The award for a New Scripted Series went to Rachel Kondo and Justin Marks’ Shōgun, based on the 1975 novel by James Clavell. In the series, shipwrecked English sailor John Blackthorne (Cosmo Jarvis) unwittingly catalyzes a civil war among seventeenth-century Japanese warlords, including the formidable Yoshii Toranaga (Hiroyuki Sanada). We featured Shōgun among the shows and other art we were grateful for in our 2024 Thanksgiving roundup.

Finally, the award for a New Non-Scripted or Documentary Series went to Justin Simien’s Hollywood Black, based on historian Donald Bogle’s book of the same name. The four-part docuseries illuminates untold contributions of Black creatives to the U.S. entertainment industry.

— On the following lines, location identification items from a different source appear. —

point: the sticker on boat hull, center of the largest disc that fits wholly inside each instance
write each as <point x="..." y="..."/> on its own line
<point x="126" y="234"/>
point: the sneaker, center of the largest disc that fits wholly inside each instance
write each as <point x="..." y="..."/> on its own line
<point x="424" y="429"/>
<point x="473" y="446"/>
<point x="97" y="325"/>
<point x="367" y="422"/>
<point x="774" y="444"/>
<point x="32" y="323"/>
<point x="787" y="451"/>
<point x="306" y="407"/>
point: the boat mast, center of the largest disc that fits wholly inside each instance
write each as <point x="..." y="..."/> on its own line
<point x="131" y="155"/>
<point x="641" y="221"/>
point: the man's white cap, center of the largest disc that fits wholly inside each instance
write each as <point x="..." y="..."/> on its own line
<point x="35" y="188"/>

Thank you, Film Independent!

Quite rightly, award recipients thanked Film Independent, a sentiment we would echo and magnify. Funds raised by the Spirit Awards enable Film Independent to support indie filmmakers year-round through an array of educational programs and grants. Audiences would not be able to enjoy such a vibrant selection of indie films without its work.

Similarly, we’re grateful to Hollywood stars like Emma Stone who continue to foster the careers of new filmmakers or visionary auteurs working outside the commercial mainstream. While remembering the producers, we must also thank the distributors: The biggest winners of the afternoon were brought to audiences by Neon (Anora), Searchlight (A Real Pain), and Focus Features (Dìdi). But many other wonderful distributors, too many to list here, are working nonstop to keep indie cinema alive.

In addition to congratulating all the Spirit Award winners, please join us in thanking Film Independent and all the supporters of indie artists. We can’t wait for next year’s nominees!